He also pointed out that McCarthy has given “serial fraudster” Rep. George Santos two committee assignments, and has been “welcomed into your conference.” Santos is under multiple investigations for, well, everything. “The apparent double standard [with Santos] risks undermining the spirit of bipartisan cooperation that is so desperately needed in Congress,” Jeffries wrote.
McCarthy can unilaterally decide to keep Schiff and Swalwell off the intelligence committee because it’s not a standing committee, one of the permanent committees with jurisdiction determined in the House rules. He can’t do the same with the other Democratic member he intends to strip of a committee assignment, like Rep. Ilhan Omar. He’s vowed to deny her the seat she’s held on the Foreign Affairs Committee. The Democratic Steering and Policy Committee will meet this week to determine committee assignments and is expected to keep Omar on the committee.
McCarthy is going to have to go to a floor vote this week to deny her that seat, the same process that stripped Greene’s and Gosar’s seats—in bipartisan votes. That’s going to be a test of his teeny majority. One Republican, Rep.

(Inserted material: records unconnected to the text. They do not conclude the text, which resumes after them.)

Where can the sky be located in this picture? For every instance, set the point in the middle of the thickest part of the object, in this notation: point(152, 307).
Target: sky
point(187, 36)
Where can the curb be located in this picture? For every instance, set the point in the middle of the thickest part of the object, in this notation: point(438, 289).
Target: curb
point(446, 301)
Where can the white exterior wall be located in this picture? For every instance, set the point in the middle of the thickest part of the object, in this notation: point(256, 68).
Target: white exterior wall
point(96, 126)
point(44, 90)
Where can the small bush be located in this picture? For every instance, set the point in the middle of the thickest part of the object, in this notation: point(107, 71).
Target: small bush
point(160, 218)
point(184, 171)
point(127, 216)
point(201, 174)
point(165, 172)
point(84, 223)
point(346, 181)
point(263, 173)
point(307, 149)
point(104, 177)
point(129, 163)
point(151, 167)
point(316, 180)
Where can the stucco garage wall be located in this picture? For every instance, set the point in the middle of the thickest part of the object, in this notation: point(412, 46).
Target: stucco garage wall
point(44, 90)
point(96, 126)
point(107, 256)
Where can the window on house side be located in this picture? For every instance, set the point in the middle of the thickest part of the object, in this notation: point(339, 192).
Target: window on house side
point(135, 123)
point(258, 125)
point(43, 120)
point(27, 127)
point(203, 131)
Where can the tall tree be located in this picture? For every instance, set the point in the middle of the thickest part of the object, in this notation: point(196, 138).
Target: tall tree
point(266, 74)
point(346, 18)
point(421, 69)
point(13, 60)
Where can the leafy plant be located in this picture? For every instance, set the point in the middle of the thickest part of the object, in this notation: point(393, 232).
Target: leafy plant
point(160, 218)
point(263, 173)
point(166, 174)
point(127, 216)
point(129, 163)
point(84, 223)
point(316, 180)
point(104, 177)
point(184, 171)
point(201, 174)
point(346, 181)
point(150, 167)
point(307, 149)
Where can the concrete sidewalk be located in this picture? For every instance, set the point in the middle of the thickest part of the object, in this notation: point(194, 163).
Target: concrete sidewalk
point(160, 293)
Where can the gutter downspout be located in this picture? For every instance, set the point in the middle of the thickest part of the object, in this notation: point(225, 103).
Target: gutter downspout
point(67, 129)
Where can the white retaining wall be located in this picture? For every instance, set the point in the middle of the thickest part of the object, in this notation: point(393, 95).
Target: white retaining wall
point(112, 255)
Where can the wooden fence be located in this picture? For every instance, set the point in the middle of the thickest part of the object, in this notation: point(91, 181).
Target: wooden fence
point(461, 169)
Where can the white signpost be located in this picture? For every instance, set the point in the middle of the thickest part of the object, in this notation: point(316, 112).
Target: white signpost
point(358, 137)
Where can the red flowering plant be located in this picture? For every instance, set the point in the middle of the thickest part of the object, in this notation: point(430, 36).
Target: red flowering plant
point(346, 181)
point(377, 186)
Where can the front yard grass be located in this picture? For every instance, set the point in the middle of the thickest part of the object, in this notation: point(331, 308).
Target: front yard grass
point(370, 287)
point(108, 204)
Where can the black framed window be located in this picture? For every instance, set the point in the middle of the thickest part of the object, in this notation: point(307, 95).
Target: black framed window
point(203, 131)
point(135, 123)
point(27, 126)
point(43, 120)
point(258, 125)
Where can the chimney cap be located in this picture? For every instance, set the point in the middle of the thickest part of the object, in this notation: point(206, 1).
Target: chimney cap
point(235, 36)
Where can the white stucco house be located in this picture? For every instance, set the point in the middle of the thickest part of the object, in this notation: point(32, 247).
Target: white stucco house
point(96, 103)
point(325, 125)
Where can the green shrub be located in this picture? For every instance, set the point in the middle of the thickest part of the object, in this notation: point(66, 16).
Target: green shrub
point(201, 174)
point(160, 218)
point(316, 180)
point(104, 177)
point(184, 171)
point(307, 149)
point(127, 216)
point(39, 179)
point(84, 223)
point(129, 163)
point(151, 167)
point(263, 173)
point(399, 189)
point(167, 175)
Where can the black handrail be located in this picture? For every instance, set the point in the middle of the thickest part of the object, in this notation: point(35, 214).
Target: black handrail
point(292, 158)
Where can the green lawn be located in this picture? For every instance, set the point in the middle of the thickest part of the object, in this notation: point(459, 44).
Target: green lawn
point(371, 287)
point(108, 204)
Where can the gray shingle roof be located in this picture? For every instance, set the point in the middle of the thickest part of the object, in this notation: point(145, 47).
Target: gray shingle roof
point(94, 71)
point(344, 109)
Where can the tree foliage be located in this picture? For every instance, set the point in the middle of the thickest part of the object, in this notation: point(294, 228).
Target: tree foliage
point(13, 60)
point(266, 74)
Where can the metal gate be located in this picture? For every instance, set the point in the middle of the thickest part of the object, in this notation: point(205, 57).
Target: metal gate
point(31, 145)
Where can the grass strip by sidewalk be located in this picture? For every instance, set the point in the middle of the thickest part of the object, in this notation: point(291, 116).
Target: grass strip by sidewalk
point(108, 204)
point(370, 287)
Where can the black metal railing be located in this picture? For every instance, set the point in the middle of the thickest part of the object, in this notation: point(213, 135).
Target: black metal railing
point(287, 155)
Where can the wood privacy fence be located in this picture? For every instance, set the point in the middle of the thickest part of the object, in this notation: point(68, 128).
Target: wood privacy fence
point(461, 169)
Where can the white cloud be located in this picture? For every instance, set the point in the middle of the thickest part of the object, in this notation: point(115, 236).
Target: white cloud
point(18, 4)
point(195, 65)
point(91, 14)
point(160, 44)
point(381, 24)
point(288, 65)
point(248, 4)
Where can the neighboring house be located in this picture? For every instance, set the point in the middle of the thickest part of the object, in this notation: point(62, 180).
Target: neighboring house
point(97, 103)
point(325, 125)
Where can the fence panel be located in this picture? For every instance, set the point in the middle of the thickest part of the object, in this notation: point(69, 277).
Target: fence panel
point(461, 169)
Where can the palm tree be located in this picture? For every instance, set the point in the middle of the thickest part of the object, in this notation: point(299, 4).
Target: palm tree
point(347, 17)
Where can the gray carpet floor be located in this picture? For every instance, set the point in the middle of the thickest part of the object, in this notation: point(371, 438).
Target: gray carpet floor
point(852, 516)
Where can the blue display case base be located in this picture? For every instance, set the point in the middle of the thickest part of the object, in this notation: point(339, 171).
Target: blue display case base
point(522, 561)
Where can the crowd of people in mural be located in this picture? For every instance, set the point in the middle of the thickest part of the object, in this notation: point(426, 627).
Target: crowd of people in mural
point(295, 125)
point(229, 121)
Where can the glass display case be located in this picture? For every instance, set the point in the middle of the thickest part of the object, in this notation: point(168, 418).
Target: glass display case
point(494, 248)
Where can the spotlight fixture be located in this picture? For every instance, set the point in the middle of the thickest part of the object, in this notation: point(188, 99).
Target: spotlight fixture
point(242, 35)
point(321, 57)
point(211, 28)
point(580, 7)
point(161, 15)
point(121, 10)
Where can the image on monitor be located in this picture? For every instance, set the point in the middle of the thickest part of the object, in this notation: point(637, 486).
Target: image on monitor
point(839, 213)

Nancy Mace, has suggested she won’t vote with him because she voted against kicking Greene and Gosar off of committees last Congress. “I’m going to treat everybody equally,” she said. “I want to be consistent on it.” That’s one likely lost vote. It’s possible that Florida Man Rep. Greg Steube, who seriously injured himself last week falling off a 25-foot ladder while wielding a chainsaw (he was cutting tree limbs, clearly a job for the professionals), won’t be back at work this week.
Over on the Senate side of things, the committees can start organizing with the swearing in of Sen.-designee Pete Ricketts. He’s filling the seat vacated by Ben Sasse, who went off to be a Florida man in a job as president at the University of Florida. The Senate will also vote on the nomination of Brendan Owens to be assistant secretary of Defense for energy, installations, and environment. The committee assignments on the Senate shouldn’t provide any drama now that Democrats have a clear majority.